Sanskrit and the Wheel-Hub Equation
The same conceptual merger — navel and wheel-hub as a single lexeme — appears in Sanskrit, which preserves *\*h₃nobʰ-* as *nābhi-*. Sanskrit *nābhi-* means both 'navel' and 'wheel-hub' simultaneously; the word is not a metaphor but a literal double reference. The Rigveda uses *nābhi-* in both senses, sometimes in the same hymn, making explicit the cosmological equation of body-centre with axle-centre. This parallel between Sanskrit and Germanic confirms that the dual meaning is not a later development but an inheritance from the common Proto-Indo-European ancestor.
Greek Omphalos
Greek took a different phonological path. The Greek form *omphalos* (ὀμφαλός) is a metathesised reflex of the same PIE root *\*h₃nobʰ-*, where the nasal and the labial consonants switched positions. *Omphalos* preserves both the anatomical sense (navel) and a cosmological one: the stone at Delphi known as the *omphalos* was believed to mark the centre of the world.
The Delphic *omphalos* was a rounded stone set in the adyton of the Temple of Apollo. According to Greek tradition, Zeus had released two eagles from opposite ends of the earth; they flew toward each other and met at Delphi, establishing it as the *mesomphalos* — the navel of the world.

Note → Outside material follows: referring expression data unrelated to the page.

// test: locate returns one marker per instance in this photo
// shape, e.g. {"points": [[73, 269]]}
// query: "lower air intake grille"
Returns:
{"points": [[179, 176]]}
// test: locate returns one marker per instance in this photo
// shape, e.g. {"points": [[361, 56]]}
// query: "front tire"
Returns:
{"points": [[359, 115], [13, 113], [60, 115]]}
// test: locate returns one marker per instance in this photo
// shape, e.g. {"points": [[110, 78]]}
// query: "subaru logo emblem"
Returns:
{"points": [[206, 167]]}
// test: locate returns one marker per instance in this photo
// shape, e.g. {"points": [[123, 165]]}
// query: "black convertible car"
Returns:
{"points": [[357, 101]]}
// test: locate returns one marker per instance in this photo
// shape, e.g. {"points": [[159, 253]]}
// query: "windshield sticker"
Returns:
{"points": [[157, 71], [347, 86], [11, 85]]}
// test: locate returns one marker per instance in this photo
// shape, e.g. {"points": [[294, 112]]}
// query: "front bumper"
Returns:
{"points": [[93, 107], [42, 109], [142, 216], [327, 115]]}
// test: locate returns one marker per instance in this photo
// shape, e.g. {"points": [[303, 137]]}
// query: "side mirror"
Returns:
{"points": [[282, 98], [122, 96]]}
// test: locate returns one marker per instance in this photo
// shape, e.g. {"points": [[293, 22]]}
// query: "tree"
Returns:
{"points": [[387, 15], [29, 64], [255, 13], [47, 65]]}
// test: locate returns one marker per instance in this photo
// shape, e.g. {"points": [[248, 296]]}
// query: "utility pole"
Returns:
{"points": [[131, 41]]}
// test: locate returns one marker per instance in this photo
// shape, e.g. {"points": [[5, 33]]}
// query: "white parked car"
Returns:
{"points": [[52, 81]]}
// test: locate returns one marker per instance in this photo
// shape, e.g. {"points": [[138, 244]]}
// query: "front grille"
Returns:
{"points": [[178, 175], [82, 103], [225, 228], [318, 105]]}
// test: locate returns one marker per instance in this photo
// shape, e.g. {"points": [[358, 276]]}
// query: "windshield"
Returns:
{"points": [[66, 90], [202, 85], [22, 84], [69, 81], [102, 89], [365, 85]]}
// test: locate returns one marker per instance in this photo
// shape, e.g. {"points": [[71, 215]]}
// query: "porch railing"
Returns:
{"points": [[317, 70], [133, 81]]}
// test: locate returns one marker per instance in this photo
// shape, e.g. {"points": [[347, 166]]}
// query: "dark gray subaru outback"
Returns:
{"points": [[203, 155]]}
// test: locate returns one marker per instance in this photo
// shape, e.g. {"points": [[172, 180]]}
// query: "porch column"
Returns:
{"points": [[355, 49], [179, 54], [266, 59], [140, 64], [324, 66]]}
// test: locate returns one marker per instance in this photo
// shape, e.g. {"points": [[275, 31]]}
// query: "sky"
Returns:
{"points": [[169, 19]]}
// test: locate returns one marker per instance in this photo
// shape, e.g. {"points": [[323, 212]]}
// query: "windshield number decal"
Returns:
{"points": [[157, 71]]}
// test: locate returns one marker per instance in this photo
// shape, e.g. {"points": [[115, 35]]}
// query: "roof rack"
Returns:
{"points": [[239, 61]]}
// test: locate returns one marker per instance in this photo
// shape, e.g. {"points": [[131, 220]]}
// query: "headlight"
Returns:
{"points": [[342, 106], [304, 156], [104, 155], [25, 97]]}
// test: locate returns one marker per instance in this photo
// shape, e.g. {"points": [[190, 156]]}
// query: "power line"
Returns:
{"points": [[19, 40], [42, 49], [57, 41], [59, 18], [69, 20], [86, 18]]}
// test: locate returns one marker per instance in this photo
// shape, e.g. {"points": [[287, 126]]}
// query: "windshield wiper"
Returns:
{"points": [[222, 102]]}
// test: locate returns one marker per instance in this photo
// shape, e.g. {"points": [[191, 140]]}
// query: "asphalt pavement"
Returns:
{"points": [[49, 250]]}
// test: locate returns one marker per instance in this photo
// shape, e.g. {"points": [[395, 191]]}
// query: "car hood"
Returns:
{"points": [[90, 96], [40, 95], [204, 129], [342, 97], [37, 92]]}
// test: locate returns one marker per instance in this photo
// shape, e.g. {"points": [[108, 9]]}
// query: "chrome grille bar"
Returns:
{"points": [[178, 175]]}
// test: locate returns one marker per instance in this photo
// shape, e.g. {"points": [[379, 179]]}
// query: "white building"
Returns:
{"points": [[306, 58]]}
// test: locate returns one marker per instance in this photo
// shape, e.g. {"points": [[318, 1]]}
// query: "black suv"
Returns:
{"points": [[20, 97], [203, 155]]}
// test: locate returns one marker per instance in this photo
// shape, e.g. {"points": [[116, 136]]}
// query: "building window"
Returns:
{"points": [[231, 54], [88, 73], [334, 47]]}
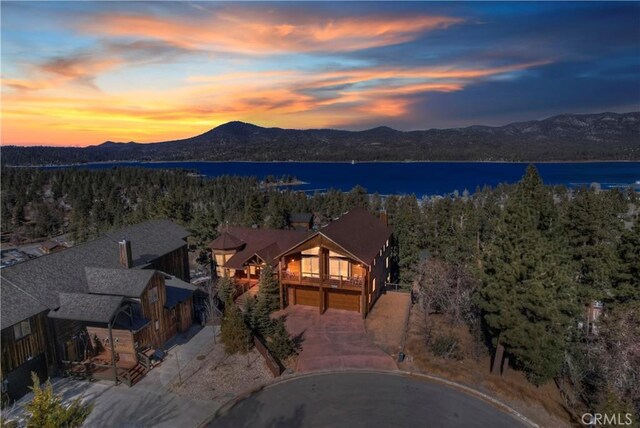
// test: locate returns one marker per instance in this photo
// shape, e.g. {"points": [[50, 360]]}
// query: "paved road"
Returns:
{"points": [[365, 400], [149, 403], [335, 340]]}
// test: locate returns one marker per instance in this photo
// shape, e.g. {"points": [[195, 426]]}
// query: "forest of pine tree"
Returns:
{"points": [[532, 257]]}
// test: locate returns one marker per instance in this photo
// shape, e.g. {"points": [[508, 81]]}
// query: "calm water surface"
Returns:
{"points": [[420, 178]]}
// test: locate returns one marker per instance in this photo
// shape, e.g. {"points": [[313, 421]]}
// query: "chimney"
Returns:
{"points": [[384, 218], [126, 259]]}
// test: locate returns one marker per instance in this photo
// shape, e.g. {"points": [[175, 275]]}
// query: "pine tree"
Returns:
{"points": [[46, 409], [234, 333], [527, 297], [627, 280], [226, 289], [408, 235], [592, 230]]}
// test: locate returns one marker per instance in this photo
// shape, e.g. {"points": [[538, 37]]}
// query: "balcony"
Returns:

Survival Through the Norman Conquest
*Nafela* survived the Norman Conquest intact. The Normans introduced vast Latin and French vocabulary for the body — *vein*, *artery*, *muscle*, *countenance* — but the navel, a word too deeply embedded in daily bodily reference to be dislodged, kept its Old English form. This is typical of core body-part vocabulary: the older and more frequently used a term, the more resistant it is to displacement.